File: README.md

package info (click to toggle)
prefix 1.2.10-4
links: PTS, VCS
area: main
in suites: forky, sid
size: 688 kB
sloc: ansic: 1,300; sql: 756; makefile: 20; sh: 2
file content (235 lines) | stat: -rw-r--r-- 7,261 bytes
parent folder | download | duplicates (4)
# Prefix Opclass

This module is written by Dimitri Fontaine with a great amount of help from
RhodiumToad (formely known as AndrewSN), who was the one advising for a
*GiST opclass* to solve the prefix matching problem.

## Presentation

Prefix matching is both very common and important in telephony
applications, where call routing and costs depend on matching
caller/callee phone number to an operator prefix.

Let's say the prefixes table is called `prefixes`, a typical query
will try to match a phone number to the longest prefix in the table:

    SELECT * 
      FROM prefixes
     WHERE prefix @> '0123456789'
    ORDER BY length(prefix) DESC
      LIMIT 1;

## Installation

### debian and ubuntu packages

Replace the PostgreSQL major version number here by the one you're running
(pick either `9.1` or `9.2`):

    apt-get install postgresql-9.2-prefix
	psql ...
	=# create extension prefix;

### fedora, red hat, centos and scientific linux packages

Replace the PostgreSQL major version number here by the one you're running
(pick either `91` or `92`):

    yum install prefix92
	psql ...
	=# create extension prefix;

### from sources

Check `$PATH`, then

    make
    make install
    psql <connection string> -c 'CREATE EXTENSION prefix;'

The `make install` step might have to be done as `root`, and the psql one
has to be done as a PostgreSQL *superuser*.

### before 9.1 (consider an upgrade)

If you're running a very old PostgreSQL version such as `8.3`, `8.4` of
`9.0` you can still install this extension manually:

    psql ...
	=# \i /usr/share/postgresql/X.Y/extension/prefix--1.2.0.sql

You still have to edit this example to replace X.Y with your local
PostgreSQL version number, such as `8.4`.

## Uninstall

It's as easy as:

    DROP TYPE prefix_range CASCADE;

## Usage

### Table and index creation

    create table prefixes (
           prefix    prefix_range primary key,
           name      text not null,
           shortname text,
           status    char default 'S',

           check( status in ('S', 'R') )
    );
    comment on column prefixes.status is 'S:   - R: reserved';
    
    \copy prefixes from 'prefixes.fr.csv' with delimiter ; csv quote '"'

    create index idx_prefix on prefixes using gist(prefix);
 
### Simple tests

    dim=# select '123'::prefix_range @> '123456';
     ?column?
    ----------
     t
    (1 row)

Please note earlier versions of `prefix` didn't use any restriction
nor join selectivity estimator functions for the `@>` operator, so you
had to `set enable_seqscan to off` to use the index.

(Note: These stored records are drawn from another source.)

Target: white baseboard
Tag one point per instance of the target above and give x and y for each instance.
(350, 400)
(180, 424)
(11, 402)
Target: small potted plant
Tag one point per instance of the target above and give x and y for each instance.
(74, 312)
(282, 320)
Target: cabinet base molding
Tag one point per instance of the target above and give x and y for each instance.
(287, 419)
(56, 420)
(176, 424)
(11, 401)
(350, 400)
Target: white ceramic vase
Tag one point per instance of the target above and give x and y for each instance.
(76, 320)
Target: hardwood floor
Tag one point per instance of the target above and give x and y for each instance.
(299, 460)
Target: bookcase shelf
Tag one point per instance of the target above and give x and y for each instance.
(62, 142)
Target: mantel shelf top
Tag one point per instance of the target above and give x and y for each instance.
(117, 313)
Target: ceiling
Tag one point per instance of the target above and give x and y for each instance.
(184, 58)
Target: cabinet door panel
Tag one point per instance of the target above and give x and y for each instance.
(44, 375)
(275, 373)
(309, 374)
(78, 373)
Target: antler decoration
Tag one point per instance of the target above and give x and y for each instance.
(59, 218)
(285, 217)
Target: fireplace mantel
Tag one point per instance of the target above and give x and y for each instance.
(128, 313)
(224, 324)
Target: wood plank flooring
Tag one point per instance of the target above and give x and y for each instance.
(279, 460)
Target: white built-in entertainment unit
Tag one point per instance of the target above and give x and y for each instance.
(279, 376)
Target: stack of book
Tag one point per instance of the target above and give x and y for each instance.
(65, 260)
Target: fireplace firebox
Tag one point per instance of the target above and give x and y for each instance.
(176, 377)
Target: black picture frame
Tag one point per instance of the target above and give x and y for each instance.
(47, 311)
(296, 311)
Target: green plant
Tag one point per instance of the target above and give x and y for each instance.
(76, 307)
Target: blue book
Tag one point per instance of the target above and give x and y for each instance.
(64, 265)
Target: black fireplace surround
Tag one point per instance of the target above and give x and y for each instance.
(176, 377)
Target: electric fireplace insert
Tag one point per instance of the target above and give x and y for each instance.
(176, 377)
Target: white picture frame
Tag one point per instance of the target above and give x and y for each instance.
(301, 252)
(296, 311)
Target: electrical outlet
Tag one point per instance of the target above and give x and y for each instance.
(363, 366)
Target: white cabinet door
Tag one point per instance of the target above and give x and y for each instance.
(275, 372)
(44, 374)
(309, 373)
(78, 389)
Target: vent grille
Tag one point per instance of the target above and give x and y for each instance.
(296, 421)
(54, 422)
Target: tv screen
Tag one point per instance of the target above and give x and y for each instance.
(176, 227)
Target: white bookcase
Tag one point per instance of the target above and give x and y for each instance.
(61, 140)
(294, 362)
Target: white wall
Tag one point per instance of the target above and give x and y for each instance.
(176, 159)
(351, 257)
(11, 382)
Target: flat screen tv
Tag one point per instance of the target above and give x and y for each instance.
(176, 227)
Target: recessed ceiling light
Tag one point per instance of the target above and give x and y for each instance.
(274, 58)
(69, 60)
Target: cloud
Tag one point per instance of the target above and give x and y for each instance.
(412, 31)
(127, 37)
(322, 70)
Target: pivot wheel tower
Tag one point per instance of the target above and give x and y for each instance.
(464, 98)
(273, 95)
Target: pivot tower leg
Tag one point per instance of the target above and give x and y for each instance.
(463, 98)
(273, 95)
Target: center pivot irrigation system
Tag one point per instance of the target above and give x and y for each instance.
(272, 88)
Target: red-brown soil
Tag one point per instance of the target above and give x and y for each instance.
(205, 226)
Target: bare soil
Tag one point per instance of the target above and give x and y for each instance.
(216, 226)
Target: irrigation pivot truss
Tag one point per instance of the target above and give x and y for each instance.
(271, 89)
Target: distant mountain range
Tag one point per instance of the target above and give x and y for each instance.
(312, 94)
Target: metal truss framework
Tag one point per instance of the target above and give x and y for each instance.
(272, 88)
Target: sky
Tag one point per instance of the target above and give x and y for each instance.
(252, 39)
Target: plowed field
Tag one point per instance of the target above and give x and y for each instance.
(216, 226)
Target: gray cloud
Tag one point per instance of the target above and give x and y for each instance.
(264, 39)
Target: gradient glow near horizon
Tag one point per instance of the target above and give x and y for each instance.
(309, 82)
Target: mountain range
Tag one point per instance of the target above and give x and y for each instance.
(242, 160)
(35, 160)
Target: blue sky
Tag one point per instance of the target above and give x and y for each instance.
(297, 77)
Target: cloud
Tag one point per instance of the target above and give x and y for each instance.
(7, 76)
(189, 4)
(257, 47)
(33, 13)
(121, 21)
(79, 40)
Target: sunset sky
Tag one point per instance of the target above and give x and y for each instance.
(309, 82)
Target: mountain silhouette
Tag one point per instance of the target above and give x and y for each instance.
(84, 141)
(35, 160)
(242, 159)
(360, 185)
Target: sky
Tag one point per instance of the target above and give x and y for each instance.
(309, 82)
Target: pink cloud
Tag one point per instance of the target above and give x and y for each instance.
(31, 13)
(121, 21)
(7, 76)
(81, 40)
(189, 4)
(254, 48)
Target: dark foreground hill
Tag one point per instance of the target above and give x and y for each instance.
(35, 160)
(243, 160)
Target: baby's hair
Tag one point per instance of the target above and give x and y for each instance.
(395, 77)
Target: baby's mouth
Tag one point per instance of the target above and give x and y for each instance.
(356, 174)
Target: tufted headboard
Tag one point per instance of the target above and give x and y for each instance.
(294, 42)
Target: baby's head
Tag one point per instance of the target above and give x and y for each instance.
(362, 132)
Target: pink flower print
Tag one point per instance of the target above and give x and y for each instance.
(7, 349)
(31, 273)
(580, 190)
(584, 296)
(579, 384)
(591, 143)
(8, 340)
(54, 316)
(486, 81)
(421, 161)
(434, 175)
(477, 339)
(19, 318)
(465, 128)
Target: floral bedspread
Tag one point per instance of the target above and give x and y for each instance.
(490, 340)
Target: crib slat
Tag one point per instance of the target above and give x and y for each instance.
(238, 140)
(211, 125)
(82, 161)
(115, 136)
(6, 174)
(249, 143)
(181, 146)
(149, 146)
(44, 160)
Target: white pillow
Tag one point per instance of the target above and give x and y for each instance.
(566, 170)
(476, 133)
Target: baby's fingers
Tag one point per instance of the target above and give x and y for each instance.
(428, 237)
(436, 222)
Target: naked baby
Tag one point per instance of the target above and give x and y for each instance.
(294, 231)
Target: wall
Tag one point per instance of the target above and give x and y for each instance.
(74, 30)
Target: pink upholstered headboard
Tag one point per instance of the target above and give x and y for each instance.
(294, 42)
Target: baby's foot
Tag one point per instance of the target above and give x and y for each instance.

That's no more
the case, the `@>` operator uses `contsel` and `contjoinsel` and the
planner is able to figure out by itself when to use the index or not.

If you don't understand previous mention, ignore it and use a more
recent version of `prefix` than `0.2`.

#### Forcing seqcan

    dim=# select * from ranges where prefix @> '0146640123';
     prefix |      name      | shortname | state
    --------+----------------+-----------+-------
     0146[] | FRANCE TELECOM | FRTE      | S
    (1 row)
    
    Time: 4,071 ms

    dim=# select * from ranges where prefix @> '0100091234';
      prefix  |    name    | shortname | state
    ----------+------------+-----------+-------
     010009[] | LONG PHONE | LGPH      | S
    (1 row)
    
    Time: 4,110 ms

#### Using the Index

    dim=# select * from ranges where prefix @> '0146640123';
     prefix |      name      | shortname | state
    --------+----------------+-----------+-------
     0146[] | FRANCE TELECOM | FRTE      | S
    (1 row)
    
    Time: 1,036 ms

    dim=# select * from ranges where prefix @> '0100091234';
      prefix  |    name    | shortname | state
    ----------+------------+-----------+-------
     010009[] | LONG PHONE | LGPH      | S
    (1 row)
    
    Time: 0,771 ms

As of version 1.0, `prefix_range` GiST index supports also queries using the
`<@`, `&&` and `=` operators (see below).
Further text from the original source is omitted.